We show what part of the resolution looks like in terms of Schur functors: $$R \leftarrow (\wedge^2 F \otimes R(0,-2)) \oplus (E \otimes F \otimes R(-1,-1)) \oplus (\wedge^2 E \otimes R(-2,0)) \leftarrow (\wedge^3 F \otimes H \otimes R(0,-3)) \oplus (E \otimes \wedge^2 F \otimes H \otimes R(-1,-2)) \oplus (\wedge^2 E \otimes F \otimes H \otimes R(-2,-1)) \oplus (H \otimes R(-3,0)) \leftarrow \ldots$$

Finally we decompose some graded components in the quotient ring $R/I$. Unlike with $\ZZ$-gradings, when working in the multigraded setting it is not possible to decompose a range of degrees but only one multidegree at a time.

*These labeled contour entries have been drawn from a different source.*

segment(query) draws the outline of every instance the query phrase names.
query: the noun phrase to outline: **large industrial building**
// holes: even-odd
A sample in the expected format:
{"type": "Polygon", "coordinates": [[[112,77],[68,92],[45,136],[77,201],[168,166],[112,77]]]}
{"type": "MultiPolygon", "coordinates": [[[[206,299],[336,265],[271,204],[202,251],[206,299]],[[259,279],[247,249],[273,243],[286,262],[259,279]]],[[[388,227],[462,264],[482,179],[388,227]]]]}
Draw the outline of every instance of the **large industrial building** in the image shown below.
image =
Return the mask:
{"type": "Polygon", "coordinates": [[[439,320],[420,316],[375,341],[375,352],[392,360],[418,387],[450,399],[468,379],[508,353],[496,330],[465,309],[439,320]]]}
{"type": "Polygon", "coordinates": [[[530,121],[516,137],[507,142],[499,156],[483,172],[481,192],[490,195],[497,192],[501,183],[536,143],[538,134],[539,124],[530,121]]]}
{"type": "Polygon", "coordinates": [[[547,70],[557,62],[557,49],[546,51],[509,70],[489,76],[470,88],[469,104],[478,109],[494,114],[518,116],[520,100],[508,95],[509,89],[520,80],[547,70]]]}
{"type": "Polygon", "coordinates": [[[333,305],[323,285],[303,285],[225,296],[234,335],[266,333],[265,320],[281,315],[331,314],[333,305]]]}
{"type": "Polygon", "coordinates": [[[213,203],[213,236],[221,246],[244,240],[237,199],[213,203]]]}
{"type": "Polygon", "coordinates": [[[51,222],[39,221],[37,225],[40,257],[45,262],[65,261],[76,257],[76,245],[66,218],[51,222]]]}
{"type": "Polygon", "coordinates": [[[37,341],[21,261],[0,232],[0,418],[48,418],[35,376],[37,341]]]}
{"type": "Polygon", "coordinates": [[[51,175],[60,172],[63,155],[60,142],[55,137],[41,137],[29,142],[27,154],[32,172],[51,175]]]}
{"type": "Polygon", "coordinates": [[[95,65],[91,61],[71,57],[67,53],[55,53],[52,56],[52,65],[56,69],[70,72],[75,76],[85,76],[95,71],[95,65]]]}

 i13 : Q=R/I o13 = Q o13 : QuotientRing i14 : highestWeightsDecomposition(Q,{2,0}) o14 = Tally{{2, 0, 0, 0, 0, 2} => 1} o14 : Tally i15 : highestWeightsDecomposition(Q,{1,1}) o15 = Tally{{1, 0, 1, 0, 0, 2} => 1} o15 : Tally i16 : highestWeightsDecomposition(Q,{0,2}) o16 = Tally{{0, 0, 2, 0, 0, 2} => 1} o16 : Tally

We have $Q_{(2,0)} = S_2 E \otimes S_2 H$, $Q_{(1,1)} = E \otimes F \otimes S_2 H$ and $Q_{(0,2)} = S_2 F \otimes S_2 H$.